Delegationsleiter des dreiköpfigen Einkaufsteams ist der 58-jährige Vizedirektor der Fuhrparkabteilung im nordkoreanischen Personenschutzministerium, Kim Jong Ryul. Seit 20 Jahren ist er, angesehenes Parteimitglied und hochdekorierter Oberst, in der ganzen Welt unterwegs, um nicht selten auch verbotene Waren für den großen Führer Kim Il Sung und seine Familie zu besorgen. Doch von dieser Reise im Jahr 1994 soll er nicht in die Heimat zurückkehren.

Nach dem Mittagessen trennt sich die Gruppe kurz, Kim fährt zum Bahnhof in Bratislava und setzt sich in den Zug nach Wien. Von dort fährt er mit seinem Diplomatenpass weiter nach Linz.

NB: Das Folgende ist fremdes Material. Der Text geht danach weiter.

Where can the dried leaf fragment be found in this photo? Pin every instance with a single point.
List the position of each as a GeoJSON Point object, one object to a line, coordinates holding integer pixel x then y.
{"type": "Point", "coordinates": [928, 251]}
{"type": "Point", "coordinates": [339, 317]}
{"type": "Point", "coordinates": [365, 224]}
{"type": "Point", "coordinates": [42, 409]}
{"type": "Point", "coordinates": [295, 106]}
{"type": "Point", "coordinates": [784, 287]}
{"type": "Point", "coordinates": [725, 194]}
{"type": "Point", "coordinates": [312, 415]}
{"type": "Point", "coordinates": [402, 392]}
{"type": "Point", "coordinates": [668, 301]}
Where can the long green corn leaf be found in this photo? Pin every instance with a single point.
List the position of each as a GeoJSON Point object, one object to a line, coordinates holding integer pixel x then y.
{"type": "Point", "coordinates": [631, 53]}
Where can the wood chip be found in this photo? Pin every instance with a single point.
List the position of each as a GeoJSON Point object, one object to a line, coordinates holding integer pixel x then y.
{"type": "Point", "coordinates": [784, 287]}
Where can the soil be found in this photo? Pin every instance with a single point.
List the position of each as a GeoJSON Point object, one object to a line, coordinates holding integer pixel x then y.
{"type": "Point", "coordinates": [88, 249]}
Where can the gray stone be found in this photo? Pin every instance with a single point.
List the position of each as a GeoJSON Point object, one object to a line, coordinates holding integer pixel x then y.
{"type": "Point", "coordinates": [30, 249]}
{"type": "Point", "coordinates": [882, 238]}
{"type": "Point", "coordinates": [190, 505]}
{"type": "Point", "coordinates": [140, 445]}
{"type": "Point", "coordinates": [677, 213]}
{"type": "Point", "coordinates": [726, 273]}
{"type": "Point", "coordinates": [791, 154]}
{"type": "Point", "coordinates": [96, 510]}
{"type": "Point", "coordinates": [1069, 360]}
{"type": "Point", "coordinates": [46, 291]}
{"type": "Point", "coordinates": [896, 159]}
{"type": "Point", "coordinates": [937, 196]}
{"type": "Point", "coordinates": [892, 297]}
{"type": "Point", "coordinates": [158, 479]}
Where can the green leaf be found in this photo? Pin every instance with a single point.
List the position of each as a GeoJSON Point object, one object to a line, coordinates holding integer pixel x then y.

Flucht und Leben in Österreich

Nur wenige Stunden nach seiner Flucht läuft bereits eine großangelegte Suchaktion nach dem vermissten Nordkoreaner. Nach Tagen der ergebnislosen Suche wird Oberst Kim Jong Ryul für tot erklärt - er sei wahrscheinlich einem Raubmord zum Opfer gefallen, so die Vermutung.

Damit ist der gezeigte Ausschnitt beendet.